Current treatment practice of Guillain-Barré syndrome.

Neurology

From the Departments of Neurology (C.V., A.Y.D., B.C.J.) and Immunology (B.C.J.), Erasmus MC, University Medical Center Rotterdam, the Netherlands; Department of Neurology (G.G.), University Hospital of Modena, Italy; Department of Neurology (A.D., H.J.W.), University of Glasgow, UK; Department of Neurology (W.W.), University of Vermont Medical Center, Burlington; Department of Clinical Neurophysiology (Y.P.), Reference Centre for NMD, Nantes University Hospital, France; Department of Medicine (N.S.), University of Malaya, Kuala Lumpur, Malaysia; Department of Neurology (S.K.), Kindai University Faculty of Medicine, Osaka, Japan; Department of Neurology (H.C.L.), Universitätsklinikum Köln, Germany; Department of Neurology (T.H.), Aarhus University Hospital, Denmark; Department of Neurology (S.M.), Hospital de Pediatría J.P. Garrahan, Buenos Aires, Argentina; Department of Neurology (P.V.d.B.), University Hospital St-Luc, University of Louvain, Brussels, Belgium; and Department of Neurology (D.R.C.), Johns Hopkins University School of Medicine, Baltimore, MD.

Published: July 2019

Objective: To define the current treatment practice of Guillain-Barré syndrome (GBS).

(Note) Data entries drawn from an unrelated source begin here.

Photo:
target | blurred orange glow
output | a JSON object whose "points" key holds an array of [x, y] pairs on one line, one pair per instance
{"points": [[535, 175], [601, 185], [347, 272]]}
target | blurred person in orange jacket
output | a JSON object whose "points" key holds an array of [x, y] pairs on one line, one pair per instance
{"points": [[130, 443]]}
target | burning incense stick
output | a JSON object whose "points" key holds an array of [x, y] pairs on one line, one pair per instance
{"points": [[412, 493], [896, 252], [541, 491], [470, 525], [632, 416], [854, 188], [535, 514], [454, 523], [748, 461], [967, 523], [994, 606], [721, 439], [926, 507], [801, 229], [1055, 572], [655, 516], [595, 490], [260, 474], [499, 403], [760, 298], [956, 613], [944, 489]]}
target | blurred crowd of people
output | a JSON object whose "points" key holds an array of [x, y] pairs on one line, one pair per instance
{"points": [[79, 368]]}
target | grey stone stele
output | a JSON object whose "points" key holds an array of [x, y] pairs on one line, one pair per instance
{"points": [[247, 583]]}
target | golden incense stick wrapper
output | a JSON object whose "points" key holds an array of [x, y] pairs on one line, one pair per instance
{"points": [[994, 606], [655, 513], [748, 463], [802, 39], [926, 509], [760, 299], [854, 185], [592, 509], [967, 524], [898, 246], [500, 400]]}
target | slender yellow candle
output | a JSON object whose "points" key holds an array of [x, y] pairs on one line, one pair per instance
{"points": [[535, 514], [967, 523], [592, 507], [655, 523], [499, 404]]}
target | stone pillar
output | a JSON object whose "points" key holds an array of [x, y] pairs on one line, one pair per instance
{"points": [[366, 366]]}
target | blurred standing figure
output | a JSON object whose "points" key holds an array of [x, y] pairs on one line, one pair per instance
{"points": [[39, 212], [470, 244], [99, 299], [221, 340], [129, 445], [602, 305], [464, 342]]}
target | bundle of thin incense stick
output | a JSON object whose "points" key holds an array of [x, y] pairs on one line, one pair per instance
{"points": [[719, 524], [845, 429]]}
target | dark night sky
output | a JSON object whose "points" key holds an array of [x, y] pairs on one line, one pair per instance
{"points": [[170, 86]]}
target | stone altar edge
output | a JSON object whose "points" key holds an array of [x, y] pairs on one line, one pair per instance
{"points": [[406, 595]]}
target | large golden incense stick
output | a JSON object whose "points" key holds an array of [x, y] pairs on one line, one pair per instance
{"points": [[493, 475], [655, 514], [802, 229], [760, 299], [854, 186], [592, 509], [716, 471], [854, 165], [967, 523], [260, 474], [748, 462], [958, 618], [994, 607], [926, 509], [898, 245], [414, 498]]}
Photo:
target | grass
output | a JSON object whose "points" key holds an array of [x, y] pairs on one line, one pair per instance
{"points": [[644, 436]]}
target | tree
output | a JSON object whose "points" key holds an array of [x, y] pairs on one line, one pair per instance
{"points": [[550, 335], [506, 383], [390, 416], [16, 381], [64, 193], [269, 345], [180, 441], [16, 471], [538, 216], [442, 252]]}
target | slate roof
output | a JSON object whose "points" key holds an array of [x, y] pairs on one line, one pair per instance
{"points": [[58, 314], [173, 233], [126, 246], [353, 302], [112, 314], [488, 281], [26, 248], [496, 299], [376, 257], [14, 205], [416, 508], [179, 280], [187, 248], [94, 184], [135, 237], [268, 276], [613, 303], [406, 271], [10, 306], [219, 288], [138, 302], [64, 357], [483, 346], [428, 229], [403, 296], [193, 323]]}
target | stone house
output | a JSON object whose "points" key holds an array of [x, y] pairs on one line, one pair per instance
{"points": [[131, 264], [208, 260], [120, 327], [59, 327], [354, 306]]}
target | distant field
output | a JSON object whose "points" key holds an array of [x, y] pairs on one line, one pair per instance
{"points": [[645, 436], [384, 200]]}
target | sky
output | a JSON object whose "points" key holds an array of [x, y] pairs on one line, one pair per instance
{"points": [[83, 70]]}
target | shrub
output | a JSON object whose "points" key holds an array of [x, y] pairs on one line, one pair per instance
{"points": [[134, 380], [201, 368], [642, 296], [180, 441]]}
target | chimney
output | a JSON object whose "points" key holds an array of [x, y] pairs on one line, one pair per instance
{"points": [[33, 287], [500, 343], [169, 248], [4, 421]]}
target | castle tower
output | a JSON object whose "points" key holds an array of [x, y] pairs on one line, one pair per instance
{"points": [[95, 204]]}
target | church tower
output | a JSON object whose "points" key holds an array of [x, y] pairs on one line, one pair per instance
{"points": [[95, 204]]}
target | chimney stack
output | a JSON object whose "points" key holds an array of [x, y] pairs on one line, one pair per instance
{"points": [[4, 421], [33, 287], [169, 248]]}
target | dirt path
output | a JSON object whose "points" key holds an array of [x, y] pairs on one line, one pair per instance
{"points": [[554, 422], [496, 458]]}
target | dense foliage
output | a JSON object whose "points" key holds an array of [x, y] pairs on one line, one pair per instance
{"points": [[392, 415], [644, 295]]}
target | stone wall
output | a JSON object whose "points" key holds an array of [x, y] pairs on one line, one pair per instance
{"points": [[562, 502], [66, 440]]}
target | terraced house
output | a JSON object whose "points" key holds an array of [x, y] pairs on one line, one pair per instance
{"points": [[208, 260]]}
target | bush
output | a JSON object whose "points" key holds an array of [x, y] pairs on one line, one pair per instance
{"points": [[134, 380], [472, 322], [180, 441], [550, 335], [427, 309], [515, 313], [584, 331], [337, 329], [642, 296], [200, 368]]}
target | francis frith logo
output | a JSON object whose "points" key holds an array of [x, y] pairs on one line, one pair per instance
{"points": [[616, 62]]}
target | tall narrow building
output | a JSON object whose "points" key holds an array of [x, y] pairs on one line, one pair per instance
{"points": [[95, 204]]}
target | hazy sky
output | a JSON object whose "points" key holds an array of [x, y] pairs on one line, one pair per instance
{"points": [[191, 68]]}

Methods: The study was based on prospective observational data from the first 1,300 patients included in the International GBS Outcome Study. We described the treatment practice of GBS in general, and for (1) severe forms (unable to walk independently), (2) no recovery after initial treatment, (3) treatment-related fluctuations, (4) mild forms (able to walk independently), and (5) variant forms including Miller Fisher syndrome, taking patient characteristics and hospital type into account.

Results: We excluded 88 (7%) patients because of missing data, protocol violation, or alternative diagnosis. Patients from Bangladesh (n = 189, 15%) were described separately because 83% were not treated. IV immunoglobulin (IVIg), plasma exchange (PE), or other immunotherapy was provided in 941 (92%) of the remaining 1,023 patients, including patients with severe GBS (724/743, 97%), mild GBS (126/168, 75%), Miller Fisher syndrome (53/70, 76%), and other variants (33/40, 83%). Of 235 (32%) patients who did not improve after their initial treatment, 82 (35%) received a second immune modulatory treatment. A treatment-related fluctuation was observed in 53 (5%) of 1,023 patients, of whom 36 (68%) were re-treated with IVIg or PE.

Conclusions: In current practice, patients with mild and variant forms of GBS, or with treatment-related fluctuations and treatment failures, are frequently treated, even in absence of trial data to support this choice. The variability in treatment practice can be explained in part by the lack of evidence and guidelines for effective treatment in these situations.